Taylor Swift released “The Tortured Poets Department” on Friday, a 31-track surprise double album, and she’s clearly in an emotionally evolved era.
On its surface, the album offers a pretty mellow listening experience, sounding like a marriage of the haunting depths of 2020’s “Folklore” and the synthy riffs of 2022’s Midnights.
Underneath it all, however, you’ll find a boldly vulnerable expression of the pop star poet’s innermost thoughts, and it takes some reading between the lines to understand the scope of her message – with some entries requiring a deeper dive than others. For that, we’re here to help:
In an audio clip played during iHeartRadio’s Album Premiere Special on Friday, Swift said this song “really exhibits a lot of the common themes that run throughout this album,” including “fatalism, longing, pining away, lost dreams.”

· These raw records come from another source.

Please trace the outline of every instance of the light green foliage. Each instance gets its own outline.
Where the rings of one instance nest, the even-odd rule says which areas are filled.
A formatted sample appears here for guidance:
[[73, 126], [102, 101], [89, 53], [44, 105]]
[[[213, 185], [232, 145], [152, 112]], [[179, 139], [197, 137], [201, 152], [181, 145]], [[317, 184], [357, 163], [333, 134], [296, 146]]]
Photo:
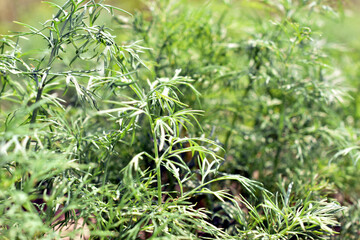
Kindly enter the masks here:
[[334, 236], [345, 181], [324, 162], [359, 155], [314, 23], [335, 11], [184, 3], [50, 2], [1, 39], [1, 236], [71, 237], [79, 220], [91, 239]]

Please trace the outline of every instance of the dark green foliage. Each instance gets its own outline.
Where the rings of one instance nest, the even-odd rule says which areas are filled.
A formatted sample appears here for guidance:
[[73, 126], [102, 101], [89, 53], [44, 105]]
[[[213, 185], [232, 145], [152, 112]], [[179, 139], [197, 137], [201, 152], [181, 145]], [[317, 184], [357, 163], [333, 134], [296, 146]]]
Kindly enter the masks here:
[[334, 236], [346, 208], [331, 197], [356, 167], [345, 181], [331, 166], [359, 156], [339, 114], [350, 94], [315, 24], [336, 13], [184, 3], [134, 15], [49, 3], [52, 19], [1, 39], [5, 239], [74, 237], [73, 222], [91, 239]]

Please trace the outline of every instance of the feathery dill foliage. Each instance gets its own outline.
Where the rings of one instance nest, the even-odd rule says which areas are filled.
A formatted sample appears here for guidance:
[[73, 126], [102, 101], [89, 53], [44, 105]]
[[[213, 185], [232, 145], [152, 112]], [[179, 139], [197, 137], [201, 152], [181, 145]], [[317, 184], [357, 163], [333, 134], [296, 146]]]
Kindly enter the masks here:
[[240, 16], [235, 4], [150, 1], [132, 16], [104, 1], [49, 4], [52, 19], [0, 41], [2, 237], [335, 233], [343, 208], [311, 172], [352, 144], [334, 110], [345, 91], [310, 25], [325, 8], [265, 1]]

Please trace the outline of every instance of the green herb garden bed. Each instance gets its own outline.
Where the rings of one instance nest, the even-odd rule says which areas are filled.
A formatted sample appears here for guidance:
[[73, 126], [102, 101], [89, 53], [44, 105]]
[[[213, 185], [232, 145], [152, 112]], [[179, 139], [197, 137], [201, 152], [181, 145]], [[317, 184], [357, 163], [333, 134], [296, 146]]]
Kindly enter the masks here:
[[60, 2], [0, 39], [1, 239], [358, 239], [351, 7]]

“I’ve always imagined that it took place in this, like, American town where the American Dream you thought would happen to you didn’t, right? You ended up not with the person you loved and now you have to just live with that every day, wondering what would’ve been, maybe seeing them out,” she said. “And that’s a pretty tragic concept, really. So I was just writing from that perspective.”

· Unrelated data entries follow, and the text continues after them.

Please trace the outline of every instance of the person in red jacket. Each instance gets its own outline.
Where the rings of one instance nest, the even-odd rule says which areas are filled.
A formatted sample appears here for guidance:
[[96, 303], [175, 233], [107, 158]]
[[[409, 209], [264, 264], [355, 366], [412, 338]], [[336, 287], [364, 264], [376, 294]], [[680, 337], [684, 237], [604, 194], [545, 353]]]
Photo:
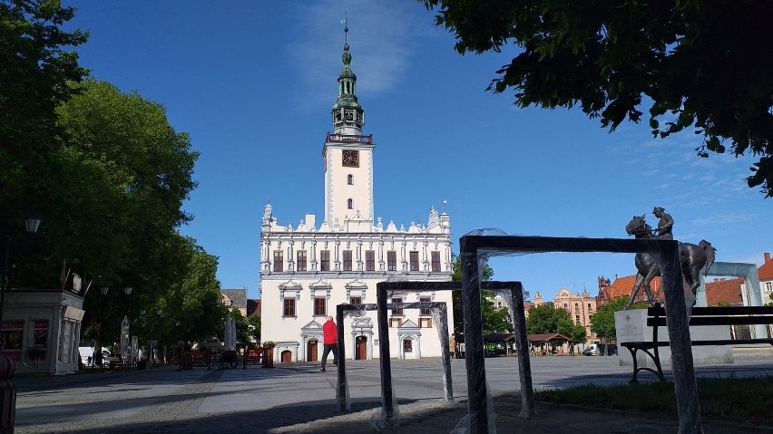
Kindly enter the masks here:
[[330, 315], [328, 315], [328, 321], [322, 325], [322, 334], [325, 349], [322, 351], [322, 369], [319, 371], [325, 371], [325, 363], [330, 352], [333, 352], [333, 364], [338, 364], [338, 327], [333, 323], [333, 317]]

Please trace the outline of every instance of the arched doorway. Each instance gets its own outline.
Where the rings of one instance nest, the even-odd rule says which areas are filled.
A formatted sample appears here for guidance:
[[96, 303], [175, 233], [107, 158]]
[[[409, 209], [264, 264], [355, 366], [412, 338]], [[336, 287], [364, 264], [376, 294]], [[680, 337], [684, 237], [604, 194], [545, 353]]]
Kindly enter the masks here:
[[403, 355], [406, 359], [416, 358], [416, 348], [414, 348], [414, 340], [412, 338], [406, 338], [403, 340]]
[[306, 342], [306, 362], [319, 362], [317, 357], [318, 351], [317, 350], [317, 345], [319, 342], [316, 339], [309, 339], [308, 342]]
[[367, 360], [367, 337], [357, 336], [355, 340], [355, 360]]

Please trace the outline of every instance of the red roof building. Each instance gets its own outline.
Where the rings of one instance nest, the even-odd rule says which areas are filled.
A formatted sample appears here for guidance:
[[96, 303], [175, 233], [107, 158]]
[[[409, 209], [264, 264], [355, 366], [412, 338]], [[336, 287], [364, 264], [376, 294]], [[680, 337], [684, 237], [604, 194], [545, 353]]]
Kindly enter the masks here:
[[773, 260], [769, 253], [765, 252], [765, 262], [757, 269], [757, 274], [762, 290], [762, 303], [773, 302]]
[[709, 306], [722, 304], [743, 305], [741, 285], [745, 284], [743, 277], [732, 279], [714, 279], [706, 282], [706, 304]]

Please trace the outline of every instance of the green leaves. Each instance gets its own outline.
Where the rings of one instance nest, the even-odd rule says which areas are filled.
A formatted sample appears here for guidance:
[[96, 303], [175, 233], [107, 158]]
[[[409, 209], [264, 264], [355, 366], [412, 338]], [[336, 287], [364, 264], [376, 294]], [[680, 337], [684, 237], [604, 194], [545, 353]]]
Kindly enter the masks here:
[[773, 2], [423, 3], [461, 53], [523, 47], [488, 91], [513, 88], [518, 107], [579, 105], [612, 130], [638, 122], [651, 101], [654, 136], [694, 126], [707, 142], [701, 157], [727, 143], [758, 156], [747, 181], [773, 196]]

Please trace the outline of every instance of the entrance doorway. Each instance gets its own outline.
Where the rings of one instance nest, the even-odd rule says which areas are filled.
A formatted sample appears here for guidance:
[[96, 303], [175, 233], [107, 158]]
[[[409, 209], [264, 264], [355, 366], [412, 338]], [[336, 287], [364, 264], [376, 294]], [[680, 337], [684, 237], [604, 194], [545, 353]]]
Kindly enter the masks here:
[[309, 339], [306, 343], [306, 362], [319, 362], [318, 360], [317, 354], [317, 344], [318, 341], [316, 339]]
[[355, 360], [364, 361], [367, 359], [367, 338], [357, 336], [355, 340]]

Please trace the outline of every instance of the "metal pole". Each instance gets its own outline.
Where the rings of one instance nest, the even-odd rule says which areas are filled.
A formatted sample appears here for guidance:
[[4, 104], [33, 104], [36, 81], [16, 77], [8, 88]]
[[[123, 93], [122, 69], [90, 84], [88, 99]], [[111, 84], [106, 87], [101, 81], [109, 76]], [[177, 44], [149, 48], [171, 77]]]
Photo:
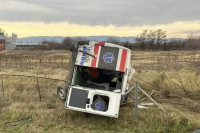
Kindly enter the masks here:
[[135, 88], [135, 84], [134, 84], [134, 86], [132, 86], [126, 93], [125, 93], [125, 95], [127, 95], [132, 89], [134, 89]]
[[38, 77], [36, 78], [37, 81], [37, 89], [38, 89], [38, 94], [39, 94], [39, 101], [41, 102], [42, 97], [41, 97], [41, 93], [40, 93], [40, 86], [39, 86], [39, 82], [38, 82]]
[[135, 85], [135, 119], [138, 119], [138, 82]]
[[163, 112], [167, 113], [167, 111], [165, 111], [165, 110], [163, 109], [163, 107], [160, 106], [159, 103], [157, 103], [153, 98], [151, 98], [143, 89], [141, 89], [139, 86], [138, 86], [138, 88], [139, 88], [139, 90], [142, 91], [142, 93], [143, 93], [144, 95], [146, 95], [152, 102], [154, 102], [156, 106], [158, 106]]

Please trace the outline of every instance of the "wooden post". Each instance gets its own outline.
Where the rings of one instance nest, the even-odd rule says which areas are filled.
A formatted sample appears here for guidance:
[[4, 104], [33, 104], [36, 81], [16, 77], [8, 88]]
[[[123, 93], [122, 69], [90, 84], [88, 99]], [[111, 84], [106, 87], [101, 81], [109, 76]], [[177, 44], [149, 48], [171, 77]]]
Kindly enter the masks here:
[[39, 95], [39, 101], [42, 101], [42, 97], [41, 97], [41, 93], [40, 93], [40, 86], [39, 86], [39, 82], [38, 82], [38, 77], [36, 77], [36, 81], [37, 81], [37, 89], [38, 89], [38, 95]]
[[135, 85], [135, 119], [138, 119], [138, 82]]

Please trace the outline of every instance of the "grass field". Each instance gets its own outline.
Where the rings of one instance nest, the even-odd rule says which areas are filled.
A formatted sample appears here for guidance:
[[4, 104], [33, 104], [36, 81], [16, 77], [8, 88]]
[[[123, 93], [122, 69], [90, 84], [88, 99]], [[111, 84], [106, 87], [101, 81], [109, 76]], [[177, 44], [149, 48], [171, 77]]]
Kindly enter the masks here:
[[[0, 58], [0, 132], [190, 133], [200, 128], [200, 51], [132, 52], [136, 73], [131, 85], [138, 81], [148, 93], [154, 90], [152, 97], [168, 112], [154, 106], [139, 109], [138, 120], [133, 103], [121, 106], [118, 119], [65, 110], [56, 96], [63, 81], [40, 78], [40, 101], [36, 78], [1, 75], [66, 80], [69, 52], [5, 51]], [[134, 97], [134, 92], [130, 95]], [[28, 116], [31, 121], [15, 122]]]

It looks like the album’s title track may be about The 1975 band frontman Matty Healy, to whom Swift was first linked in 2014 and then later, briefly, after her 2023 split from British actor Joe Alwyn.
Clues include the opening in which Swift sings, “You left your typewriter at my apartment.” (Healy expressed a fondness for typewriters in a 2019 interview with GQ magazine.) Honorable mentions in this track also go to Lucy and Jack – who could be Swift’s friend Lucy Dacus of the band Boygenius and Jack Antonoff, her friend and frequent collaborator – and Charlie Puth, who Swift directly name-checks in the song and declares “should be a bigger artist.”